Magnetic poles may be subjected to current drift

Jun 22, 2009 08:42 GMT  ·  By

Gregory Ryskin, a physicist and researcher at the Northwestern University, is part of a growing group of researchers who are currently advocating the hypothesis that the magnetic poles of the planet are actually being pushed around by oceanic currents. When this idea first appeared, a large controversy ensued, and it continues to this day, but the number of researchers that has come to consider this theory to be true has increased several times over since that time.

Most geophysicists believe that the locations and movements of the planet's magnetic poles, which are significantly different – as far as locations go – from the geographical ones, are determined by the influence of the planet's molten core, and also by the streams of magma moving under the Earth's crust. While some researchers believe that the idea is entirely stupid, to say the least, others consider that at least it's worth investigating, NewScientist reports. Ryskin believes that the oceanic currents may be carrying the magnetic fields along weak magnetic lines that they themselves generate.

“The oceans almost certainly slightly modify the geomagnetic field observed at the surface due to electric currents flowing within the Earth and in the ionosphere. Geophysicists would be in Ryskin's debt if he could improve on what others have already done. I wish him well,” Imperial College London (ICL) Geophysicist Raymond Hide said. Not everyone considers the work that Ryskin and others are doing a complete waste of time, and supporters say that it may be in science's best interest to analyze all the options of explaining a complex phenomenon such as the magnetic pole migration.

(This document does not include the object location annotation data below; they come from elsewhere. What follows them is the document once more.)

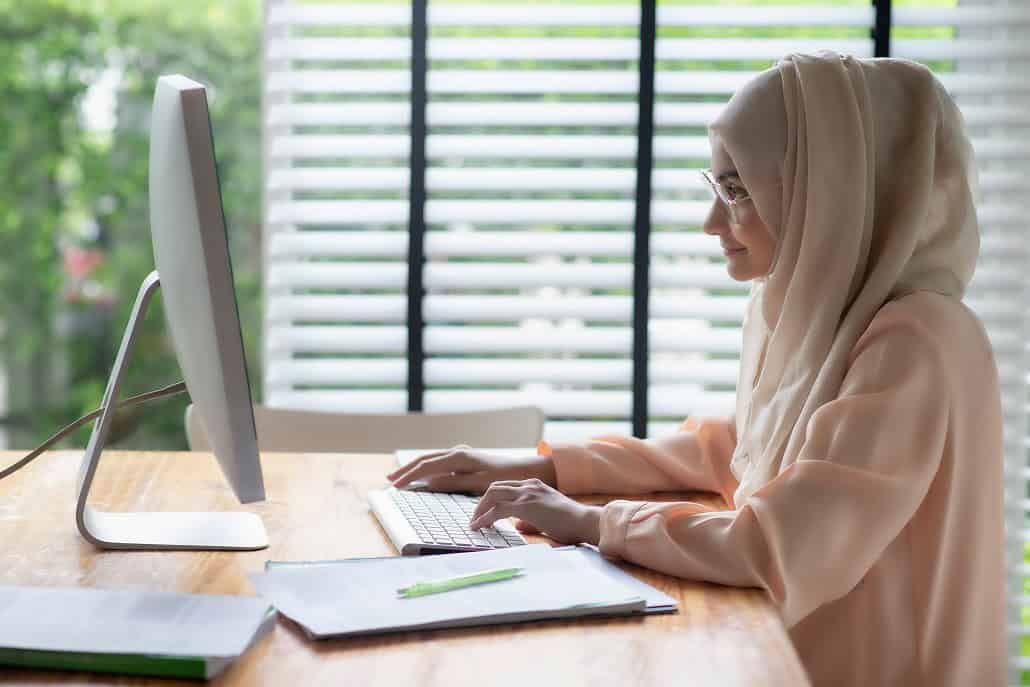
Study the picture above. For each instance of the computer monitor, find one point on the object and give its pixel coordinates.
(194, 271)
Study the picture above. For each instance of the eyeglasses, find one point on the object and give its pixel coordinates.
(730, 197)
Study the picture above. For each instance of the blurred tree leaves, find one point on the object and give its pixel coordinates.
(60, 176)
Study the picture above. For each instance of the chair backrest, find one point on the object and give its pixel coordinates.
(303, 431)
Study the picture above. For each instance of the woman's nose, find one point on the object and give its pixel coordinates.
(715, 222)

In his research, Ryskin was able to prove that the areas on the globe where the movements of the magnetic field were the strongest corresponded to the same places where the oceanic currents were strongest too. In addition, the researcher believes that, as oceanic water flows, it generates weak electric currents inside the planet's magnetic fields, which could, in turn, create secondary “oceanic” magnetic fields. He has also included these numbers in his calculations.